Chovia torrencialmente e todos os 26 pilotos participantes estavam reticentes quanto à eventual realização da corrida. Houve mesmo uma tentativa de boicote, mas não se chegou a consenso. Após a largada, alguns pilotos decidiram parar, entre eles Niki Lauda. James Hunt não o fez e com o terceiro lugar final, garantiu os pontos suficientes para se sagrar campeão do mundo. Ao sair do carro, Lauda suspirou: “A minha vida vale mais do que um campeonato”.

Niki Lauda foi castigado por Enzo Ferrari, patrão da escuderia, e perdeu a posição de piloto número 1 da equipa no ano seguinte. Ainda assim, voltou a sagrar-se campeão do mundo, em 1977, antes de trocar a Ferrari para pela Brabham-Alfa Romeo. James Hunt retirou-se em 1979 e morreu em 1993, com apenas 45 anos, de ataque cardíaco.

Um piloto disciplinado e metódico

Niki Lauda começou a carreira, em 1968, com apenas 19 anos, destacando-se nas Fórmula 2 e 3. Estreou-se na Fórmula 1 pela modesta March e mudou-se para Ferrari, em 1974, para se campeão mundial no ano seguinte. Notabilizou-se por ser
disciplinado e metódico, contrariando o modelo do típico playboy tão em voga no
«Grande Circo» de então, mesmo sendo um menino rico.

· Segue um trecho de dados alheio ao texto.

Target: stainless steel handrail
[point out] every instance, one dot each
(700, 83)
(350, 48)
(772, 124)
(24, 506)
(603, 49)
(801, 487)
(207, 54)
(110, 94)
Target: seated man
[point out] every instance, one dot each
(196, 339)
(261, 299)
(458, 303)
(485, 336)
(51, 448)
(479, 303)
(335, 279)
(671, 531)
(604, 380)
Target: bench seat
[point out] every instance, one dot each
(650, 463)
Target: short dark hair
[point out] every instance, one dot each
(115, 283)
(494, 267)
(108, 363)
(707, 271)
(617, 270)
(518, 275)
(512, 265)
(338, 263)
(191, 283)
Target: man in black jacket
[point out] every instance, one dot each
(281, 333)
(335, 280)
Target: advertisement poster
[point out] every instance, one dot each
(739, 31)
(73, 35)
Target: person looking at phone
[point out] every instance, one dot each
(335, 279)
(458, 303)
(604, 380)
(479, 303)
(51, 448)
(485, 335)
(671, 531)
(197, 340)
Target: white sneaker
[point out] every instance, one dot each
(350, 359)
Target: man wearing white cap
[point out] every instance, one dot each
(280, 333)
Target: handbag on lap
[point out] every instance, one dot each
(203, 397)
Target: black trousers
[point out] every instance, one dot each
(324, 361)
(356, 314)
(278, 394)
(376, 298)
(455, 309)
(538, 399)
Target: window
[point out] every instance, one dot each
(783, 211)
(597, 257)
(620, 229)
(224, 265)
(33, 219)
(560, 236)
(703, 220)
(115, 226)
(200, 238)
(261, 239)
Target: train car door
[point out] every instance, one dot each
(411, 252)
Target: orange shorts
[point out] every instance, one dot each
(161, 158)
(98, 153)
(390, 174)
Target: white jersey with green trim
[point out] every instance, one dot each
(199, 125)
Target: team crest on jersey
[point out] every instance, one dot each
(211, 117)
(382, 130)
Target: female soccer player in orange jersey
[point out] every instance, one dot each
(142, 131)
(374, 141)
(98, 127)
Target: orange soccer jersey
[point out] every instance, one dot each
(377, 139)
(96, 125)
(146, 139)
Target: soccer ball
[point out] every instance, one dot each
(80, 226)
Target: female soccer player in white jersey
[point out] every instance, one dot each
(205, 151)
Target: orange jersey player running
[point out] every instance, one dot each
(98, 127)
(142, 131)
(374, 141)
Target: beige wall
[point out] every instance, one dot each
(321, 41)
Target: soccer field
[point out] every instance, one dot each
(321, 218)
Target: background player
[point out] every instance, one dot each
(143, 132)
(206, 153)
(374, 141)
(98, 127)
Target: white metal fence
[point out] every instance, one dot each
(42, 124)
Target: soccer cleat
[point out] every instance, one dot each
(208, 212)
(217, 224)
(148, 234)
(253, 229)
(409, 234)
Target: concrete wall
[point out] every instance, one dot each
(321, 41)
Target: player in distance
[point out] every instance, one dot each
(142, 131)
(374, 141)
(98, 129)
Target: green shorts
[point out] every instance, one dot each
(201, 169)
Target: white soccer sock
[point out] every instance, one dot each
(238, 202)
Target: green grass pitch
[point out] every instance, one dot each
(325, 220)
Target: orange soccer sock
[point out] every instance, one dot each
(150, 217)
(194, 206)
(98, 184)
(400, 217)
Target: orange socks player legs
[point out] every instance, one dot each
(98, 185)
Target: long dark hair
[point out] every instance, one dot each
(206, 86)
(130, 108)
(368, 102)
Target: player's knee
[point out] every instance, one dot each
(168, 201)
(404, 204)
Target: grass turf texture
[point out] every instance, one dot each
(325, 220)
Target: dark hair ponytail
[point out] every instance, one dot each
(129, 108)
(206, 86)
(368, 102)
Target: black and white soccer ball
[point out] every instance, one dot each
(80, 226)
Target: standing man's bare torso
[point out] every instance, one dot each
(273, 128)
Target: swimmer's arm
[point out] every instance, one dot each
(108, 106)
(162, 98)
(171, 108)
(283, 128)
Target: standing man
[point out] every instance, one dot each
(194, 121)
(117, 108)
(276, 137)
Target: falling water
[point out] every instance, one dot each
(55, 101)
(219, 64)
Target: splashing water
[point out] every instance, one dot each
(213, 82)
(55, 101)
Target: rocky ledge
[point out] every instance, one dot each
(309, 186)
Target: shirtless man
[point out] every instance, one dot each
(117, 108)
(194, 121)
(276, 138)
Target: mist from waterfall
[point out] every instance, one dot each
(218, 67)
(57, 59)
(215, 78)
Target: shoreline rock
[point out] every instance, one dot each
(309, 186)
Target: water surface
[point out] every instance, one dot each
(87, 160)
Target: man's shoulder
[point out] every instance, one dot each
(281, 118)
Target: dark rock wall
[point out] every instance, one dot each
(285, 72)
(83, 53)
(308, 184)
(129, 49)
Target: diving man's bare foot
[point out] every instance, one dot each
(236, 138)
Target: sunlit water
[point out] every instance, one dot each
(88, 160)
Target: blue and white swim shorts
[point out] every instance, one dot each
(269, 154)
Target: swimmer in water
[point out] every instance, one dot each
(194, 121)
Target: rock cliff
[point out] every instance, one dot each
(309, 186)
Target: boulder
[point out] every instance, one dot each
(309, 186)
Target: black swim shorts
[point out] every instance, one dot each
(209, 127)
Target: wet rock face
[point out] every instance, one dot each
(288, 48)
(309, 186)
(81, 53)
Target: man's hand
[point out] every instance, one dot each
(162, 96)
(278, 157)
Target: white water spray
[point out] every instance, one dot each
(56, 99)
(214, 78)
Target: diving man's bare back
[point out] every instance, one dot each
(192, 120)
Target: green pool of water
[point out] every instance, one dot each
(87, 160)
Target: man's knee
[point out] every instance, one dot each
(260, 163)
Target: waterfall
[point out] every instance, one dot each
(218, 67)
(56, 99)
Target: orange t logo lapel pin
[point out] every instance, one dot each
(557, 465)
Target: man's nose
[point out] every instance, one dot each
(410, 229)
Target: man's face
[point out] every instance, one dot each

Destacou-se também na aviação comercial, motivo pelo qual interrompeu a carreira, em 1980, antes de aceitar o convite da McLaren para regressar à Fórmula, em 1982. Fundou as já extintas companhias aéreas Lauda Air e Niki, e manteve, até ao ano passado, uma participação na Lauda, subsidiária austríaca da Ryanair.

O ex-campeão austríaco voltou mais tarde à Fórmula 1, como consultor técnico da Ferrari, nos anos 1990, e, em 2001, foi contratado para diretor técnico da Jaguar, cargo que ocupou durante dois anos, até se demitir por falta de resultados. Tornou-se depois presidente não executivo da Mercedes, em 2012, contribuindo para a contratação de Lewis Hamilton.

Para além dos três títulos e das 25 vitórias na Fórmula 1, Niki Lauda conquistou 24 «pole-positions» e alcançou 52 pódios. Foi campeão pela Ferrari e pela McLaren, mas correu ainda pela March, pela BRM e pela Brabham. A sua vida e a sua rivalidade com o piloto britânico James Hunt foram imortalizadas no «grande ecrã» com Rush – Duelo de Rivais, de 2013, realizado por Ron Howard. Um filme que vale a pena ver, até para quem não gosta de corridas.